The other key moment is when we realize that our children are more skilled in ways we are not (and sometimes in all ways)! It’s that moment when we discover that we, as parents, are learning from our children; their intelligence, generosity, and enthusiasm. It’s the moment that we allow ourselves, discreetly and with great humility, to let them be our teachers.

If you could invite any three transformational leaders or spiritual teachers (throughout time) to dinner, who would they be and why?

I imagine I would probably be too intimidated to actually have dinner or a conversation with the following three people! I would probably prefer to follow them, like a shadow or a small mouse, and to watch them live and work over several days. To observe their intimate, everyday routines, and listen to their discourse (which in a way is possible with all of their published works). It has always seemed to me that wisdom arises, above all, through example and embodiment.

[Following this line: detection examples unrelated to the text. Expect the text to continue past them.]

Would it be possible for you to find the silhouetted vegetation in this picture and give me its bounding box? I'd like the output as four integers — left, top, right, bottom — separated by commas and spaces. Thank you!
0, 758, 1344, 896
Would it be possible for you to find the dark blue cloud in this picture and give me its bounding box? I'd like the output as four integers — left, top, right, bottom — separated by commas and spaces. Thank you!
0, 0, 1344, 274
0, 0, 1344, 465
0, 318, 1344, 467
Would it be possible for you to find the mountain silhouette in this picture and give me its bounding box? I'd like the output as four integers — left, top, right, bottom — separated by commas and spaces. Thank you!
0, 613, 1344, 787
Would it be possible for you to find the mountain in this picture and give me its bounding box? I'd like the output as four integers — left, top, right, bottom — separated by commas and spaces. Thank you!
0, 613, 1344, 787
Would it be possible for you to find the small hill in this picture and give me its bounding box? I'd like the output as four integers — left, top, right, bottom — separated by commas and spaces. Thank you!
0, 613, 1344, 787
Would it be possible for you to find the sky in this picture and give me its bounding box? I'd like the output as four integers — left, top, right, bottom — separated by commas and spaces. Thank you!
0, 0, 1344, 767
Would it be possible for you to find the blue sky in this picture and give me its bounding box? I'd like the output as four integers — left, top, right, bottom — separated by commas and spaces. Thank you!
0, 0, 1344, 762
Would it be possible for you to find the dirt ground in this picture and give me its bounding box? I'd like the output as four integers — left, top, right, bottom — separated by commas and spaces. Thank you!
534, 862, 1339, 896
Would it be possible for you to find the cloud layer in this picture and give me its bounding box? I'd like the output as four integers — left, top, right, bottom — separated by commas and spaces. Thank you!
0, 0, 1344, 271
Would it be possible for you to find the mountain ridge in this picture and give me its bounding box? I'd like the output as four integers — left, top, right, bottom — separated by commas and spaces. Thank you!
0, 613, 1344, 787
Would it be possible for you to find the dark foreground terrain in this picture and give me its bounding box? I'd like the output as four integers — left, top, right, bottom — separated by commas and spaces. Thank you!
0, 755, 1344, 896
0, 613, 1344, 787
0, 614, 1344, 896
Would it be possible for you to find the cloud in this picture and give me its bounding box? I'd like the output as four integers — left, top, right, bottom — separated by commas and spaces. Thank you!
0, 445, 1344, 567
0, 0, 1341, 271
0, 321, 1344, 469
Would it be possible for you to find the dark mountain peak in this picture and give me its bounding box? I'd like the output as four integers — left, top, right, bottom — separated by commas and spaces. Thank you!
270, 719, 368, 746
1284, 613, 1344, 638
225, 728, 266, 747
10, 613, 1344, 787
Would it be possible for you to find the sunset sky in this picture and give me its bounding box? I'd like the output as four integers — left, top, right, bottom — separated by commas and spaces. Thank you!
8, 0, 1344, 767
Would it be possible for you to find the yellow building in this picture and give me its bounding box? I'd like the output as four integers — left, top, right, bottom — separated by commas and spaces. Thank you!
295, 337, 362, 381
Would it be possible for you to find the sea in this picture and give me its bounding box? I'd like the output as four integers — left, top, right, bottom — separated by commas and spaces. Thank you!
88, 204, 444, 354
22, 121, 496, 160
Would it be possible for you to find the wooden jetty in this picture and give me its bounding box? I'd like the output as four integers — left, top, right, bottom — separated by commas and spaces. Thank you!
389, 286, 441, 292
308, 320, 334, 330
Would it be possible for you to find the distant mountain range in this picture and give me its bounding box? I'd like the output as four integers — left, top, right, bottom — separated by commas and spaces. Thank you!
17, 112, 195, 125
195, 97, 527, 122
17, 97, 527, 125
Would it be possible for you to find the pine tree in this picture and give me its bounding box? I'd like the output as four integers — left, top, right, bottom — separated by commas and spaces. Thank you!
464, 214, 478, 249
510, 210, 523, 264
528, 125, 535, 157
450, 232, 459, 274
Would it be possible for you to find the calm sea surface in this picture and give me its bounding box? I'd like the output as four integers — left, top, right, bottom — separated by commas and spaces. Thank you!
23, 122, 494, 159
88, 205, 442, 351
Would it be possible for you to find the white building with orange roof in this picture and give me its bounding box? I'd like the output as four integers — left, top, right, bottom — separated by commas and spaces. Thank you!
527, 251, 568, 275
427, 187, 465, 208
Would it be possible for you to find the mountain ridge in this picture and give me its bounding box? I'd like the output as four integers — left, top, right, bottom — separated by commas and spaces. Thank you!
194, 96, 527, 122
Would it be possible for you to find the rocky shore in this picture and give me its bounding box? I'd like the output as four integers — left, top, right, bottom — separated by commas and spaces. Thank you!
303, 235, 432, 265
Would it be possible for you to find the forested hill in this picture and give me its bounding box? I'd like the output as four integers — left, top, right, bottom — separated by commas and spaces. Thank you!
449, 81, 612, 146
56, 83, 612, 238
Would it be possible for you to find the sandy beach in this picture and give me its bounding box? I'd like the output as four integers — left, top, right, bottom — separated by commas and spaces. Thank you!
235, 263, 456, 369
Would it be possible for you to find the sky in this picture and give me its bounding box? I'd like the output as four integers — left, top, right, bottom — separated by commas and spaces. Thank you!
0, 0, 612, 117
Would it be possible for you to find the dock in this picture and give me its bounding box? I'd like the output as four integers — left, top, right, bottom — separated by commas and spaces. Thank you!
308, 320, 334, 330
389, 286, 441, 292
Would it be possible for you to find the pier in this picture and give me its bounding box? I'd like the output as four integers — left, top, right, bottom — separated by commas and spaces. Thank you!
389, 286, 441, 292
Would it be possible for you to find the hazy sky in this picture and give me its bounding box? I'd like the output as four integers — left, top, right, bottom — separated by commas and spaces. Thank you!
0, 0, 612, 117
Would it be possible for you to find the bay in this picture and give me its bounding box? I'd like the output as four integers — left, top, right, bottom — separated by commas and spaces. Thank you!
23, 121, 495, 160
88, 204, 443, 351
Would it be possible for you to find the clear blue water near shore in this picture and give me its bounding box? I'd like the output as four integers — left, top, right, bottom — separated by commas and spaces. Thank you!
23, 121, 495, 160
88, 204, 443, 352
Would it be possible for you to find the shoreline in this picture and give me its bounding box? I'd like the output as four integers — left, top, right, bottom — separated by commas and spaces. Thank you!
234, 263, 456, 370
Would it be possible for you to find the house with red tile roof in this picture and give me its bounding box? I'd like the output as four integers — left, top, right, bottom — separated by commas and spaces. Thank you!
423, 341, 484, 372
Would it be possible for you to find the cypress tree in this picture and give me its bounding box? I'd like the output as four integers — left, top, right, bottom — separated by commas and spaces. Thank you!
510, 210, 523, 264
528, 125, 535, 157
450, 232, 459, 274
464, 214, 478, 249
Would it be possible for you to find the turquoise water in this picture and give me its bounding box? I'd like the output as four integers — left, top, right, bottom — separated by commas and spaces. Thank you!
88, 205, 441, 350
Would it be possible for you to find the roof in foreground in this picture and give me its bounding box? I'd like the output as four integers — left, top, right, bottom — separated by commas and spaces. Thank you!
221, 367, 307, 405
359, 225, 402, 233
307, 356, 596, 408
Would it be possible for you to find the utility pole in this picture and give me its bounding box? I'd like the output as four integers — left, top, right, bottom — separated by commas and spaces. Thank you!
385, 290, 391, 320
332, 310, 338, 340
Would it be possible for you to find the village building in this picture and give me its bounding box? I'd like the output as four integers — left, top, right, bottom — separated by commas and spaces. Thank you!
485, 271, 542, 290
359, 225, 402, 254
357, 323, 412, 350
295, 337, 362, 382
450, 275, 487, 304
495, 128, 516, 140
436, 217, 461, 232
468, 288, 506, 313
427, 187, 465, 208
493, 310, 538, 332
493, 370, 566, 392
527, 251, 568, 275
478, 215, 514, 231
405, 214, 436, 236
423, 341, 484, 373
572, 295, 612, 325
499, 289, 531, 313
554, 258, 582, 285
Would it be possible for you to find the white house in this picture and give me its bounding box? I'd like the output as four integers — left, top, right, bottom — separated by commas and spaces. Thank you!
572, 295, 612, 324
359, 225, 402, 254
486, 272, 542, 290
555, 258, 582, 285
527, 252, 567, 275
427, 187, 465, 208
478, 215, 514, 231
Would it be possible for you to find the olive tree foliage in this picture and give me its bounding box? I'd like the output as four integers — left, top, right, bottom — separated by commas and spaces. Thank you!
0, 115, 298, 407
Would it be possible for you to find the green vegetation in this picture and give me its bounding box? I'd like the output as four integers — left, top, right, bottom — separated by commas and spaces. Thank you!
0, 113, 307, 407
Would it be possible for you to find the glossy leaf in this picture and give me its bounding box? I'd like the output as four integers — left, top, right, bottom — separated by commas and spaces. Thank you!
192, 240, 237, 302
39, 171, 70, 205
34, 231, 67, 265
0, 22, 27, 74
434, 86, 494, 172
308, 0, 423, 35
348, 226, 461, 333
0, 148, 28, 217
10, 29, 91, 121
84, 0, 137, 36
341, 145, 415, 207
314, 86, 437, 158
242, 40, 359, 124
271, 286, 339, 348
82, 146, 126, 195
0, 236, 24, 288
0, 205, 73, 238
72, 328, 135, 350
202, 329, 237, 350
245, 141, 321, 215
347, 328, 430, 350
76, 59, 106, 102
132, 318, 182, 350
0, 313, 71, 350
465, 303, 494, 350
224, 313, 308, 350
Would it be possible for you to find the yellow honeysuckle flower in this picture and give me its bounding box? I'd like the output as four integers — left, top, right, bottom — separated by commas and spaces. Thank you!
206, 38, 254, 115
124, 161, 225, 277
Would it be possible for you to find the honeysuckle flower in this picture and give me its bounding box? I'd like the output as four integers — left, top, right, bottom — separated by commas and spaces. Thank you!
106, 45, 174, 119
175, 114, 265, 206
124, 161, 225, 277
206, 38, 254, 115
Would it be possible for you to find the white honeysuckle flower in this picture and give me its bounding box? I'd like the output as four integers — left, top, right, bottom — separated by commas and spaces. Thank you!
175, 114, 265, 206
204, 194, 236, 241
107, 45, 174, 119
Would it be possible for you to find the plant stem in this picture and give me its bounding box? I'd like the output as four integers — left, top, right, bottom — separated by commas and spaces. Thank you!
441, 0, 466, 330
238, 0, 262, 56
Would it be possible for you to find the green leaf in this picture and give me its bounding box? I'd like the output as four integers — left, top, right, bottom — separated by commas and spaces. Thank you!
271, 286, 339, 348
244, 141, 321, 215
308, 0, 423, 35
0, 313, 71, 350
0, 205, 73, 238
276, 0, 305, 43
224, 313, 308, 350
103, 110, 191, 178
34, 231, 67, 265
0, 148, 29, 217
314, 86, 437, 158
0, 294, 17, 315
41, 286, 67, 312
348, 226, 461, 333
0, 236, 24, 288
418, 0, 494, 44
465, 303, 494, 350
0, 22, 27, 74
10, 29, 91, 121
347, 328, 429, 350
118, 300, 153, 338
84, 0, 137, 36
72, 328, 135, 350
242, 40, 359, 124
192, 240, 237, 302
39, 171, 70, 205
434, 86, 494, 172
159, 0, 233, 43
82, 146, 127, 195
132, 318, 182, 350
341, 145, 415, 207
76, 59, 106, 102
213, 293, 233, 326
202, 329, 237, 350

I would love to follow the everyday life of Etty Hillesum, [the writer], who was a stranger to hatred. Even when she would have every reason to hate the Nazis, who had her executed [at Auschwitz], she still spoke of grace even in a world where only fear, violence, and injustice seemed to live.

I would love to follow alongside Rev. Martin Luther King Jr. during a day in his life. I admire him for his choice to fight for civil rights without the use of violence. I remember, vividly, crying when I visited his memorial in Atlanta.

And finally, I would love to shadow Henry David Thoreau when he was living in his cabin at Walden. I admire his decision to live a life filled with only the essentials: nature, spirituality, and few material possessions, which is in stark contrast to the mistakes and values that we hold in this modern day.